Welzer: Wenn man an unsere Mobilitätspraktiken denkt: Diese Welt voller Straßen, Ampeln und Autos ist ohne weiteres ersetzbar durch einen fantastischen öffentlichen Nahverkehr, der einen Bruchteil von Emissionen verursacht und ein Höchstmaß an Komfort bietet - theoretisch. Ich finde es nicht radikal, darüber zu sprechen, dass man das System komplett umbauen kann. Das zu tun, würde Arbeitsplatzeffekte mit sich bringen. Insofern ist das ein Umbau, der die Lebensqualität verbessert und Schäden verringert. Vielleicht kann man das unter dem Begriff Lebenskunst fassen.

STANDARD: Nicholas Stern gab kürzlich eine optimistische Prognose für Kopenhagen ab. Demgegenüber betrachten andere den Gipfel schon jetzt als gescheitert ...

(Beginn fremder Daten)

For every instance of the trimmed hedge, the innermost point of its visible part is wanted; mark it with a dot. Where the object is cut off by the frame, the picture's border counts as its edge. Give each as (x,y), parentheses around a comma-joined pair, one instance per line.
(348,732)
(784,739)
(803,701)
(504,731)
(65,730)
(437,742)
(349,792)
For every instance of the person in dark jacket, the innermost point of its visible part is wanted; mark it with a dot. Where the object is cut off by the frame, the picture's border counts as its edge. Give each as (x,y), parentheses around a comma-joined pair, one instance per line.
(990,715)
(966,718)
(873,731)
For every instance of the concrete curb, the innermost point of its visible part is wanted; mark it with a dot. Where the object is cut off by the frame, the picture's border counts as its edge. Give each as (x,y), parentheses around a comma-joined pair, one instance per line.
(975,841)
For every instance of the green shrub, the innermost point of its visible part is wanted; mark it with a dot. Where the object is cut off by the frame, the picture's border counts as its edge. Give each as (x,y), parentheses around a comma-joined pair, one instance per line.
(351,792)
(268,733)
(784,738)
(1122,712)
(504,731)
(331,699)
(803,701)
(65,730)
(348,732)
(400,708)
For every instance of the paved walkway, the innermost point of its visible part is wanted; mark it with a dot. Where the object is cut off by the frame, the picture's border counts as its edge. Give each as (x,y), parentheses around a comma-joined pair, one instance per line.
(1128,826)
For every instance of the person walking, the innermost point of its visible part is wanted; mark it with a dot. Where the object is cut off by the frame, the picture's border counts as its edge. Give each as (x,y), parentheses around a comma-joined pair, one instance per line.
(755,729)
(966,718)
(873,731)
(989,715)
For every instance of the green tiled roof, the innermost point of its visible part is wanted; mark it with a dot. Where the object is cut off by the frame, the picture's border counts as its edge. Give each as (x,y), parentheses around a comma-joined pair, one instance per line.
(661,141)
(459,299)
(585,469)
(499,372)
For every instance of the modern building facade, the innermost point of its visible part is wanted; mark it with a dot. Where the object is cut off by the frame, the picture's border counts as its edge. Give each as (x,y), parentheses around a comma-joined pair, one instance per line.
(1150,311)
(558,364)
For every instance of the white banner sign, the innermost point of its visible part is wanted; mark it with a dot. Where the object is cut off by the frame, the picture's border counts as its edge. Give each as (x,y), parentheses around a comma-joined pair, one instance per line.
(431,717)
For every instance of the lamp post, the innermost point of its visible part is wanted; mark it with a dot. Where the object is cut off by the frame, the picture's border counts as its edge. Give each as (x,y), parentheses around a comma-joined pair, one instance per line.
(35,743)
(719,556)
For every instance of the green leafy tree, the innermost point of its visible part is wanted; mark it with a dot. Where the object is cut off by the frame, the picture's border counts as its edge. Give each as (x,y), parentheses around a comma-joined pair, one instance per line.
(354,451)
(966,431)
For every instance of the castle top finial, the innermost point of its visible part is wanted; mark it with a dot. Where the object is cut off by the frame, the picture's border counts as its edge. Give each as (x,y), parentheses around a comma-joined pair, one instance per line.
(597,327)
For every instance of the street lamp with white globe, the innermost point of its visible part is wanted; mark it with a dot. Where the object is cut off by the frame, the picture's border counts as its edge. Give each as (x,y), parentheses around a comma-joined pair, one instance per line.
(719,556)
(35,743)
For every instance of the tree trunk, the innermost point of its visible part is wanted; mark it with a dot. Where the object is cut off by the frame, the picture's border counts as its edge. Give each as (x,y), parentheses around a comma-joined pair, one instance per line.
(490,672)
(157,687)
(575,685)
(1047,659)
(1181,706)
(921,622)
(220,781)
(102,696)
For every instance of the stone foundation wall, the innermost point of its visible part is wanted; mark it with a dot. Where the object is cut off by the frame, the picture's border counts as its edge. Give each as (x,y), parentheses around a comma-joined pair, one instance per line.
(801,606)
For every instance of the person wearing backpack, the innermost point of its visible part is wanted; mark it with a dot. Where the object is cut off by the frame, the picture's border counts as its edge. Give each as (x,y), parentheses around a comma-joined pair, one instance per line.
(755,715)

Welzer: Dass der Gipfel gescheitert ist, daran gibt es keinen Zweifel. Die Akteure selbst sagen, dass es nicht zu einem Abkommen kommen werde. Die Frage ist, wie man diese Aussage bewertet. Angesichts der Ausgangsbedingungen kann nur ein flaumweiches Abkommen zustande kommen, wobei sich aber alle Akteure auf die Schultern klopfen könnten und sagen, was für eine tolle Leistung sie hervorgebracht hätten. Vor diesem Hintergrund wäre es vielleicht besser, wenn es kein Abkommen gibt. Das heißt nicht, dass nicht auf der nationalen Ebene Vereinbarungen getroffen werden und Reduzierungsziele vereinbart werden, die über ein transnationales Abkommen hinausgehen. Auch die EU hebt ihre Selbstverpflichtungen nicht auf, wenn es nicht zu einem Abkommen kommt. Es kann sogar sein, dass sie sie verschärft. Dasselbe gilt für die USA und für China. Schöner wäre es natürlich, wenn alle sich schon am 6. Dezember auf das Notwendige verpflichten. Aber das ist eine Illusion. (Adalbert Reif/ DER STANDARD, Printausgabe, 5./6. 12. 2009)

Harald Welzer, geb. 1958 in Bissendorf bei Hannover, ist Direktor des Center for Interdisciplinary Memory Research am Kulturwiss. Institut in Essen und lehrt Sozialpsychologie an der Universität Witten/Herdecke sowie an der Emory University in Atlanta. Zuletzt erschien von ihm: "Klimakriege" (2008) und "Das Ende der Welt, wie wir sie kannten" (2009, zusammen mit Claus Leggewie), beide im S.-Fischer-Verlag.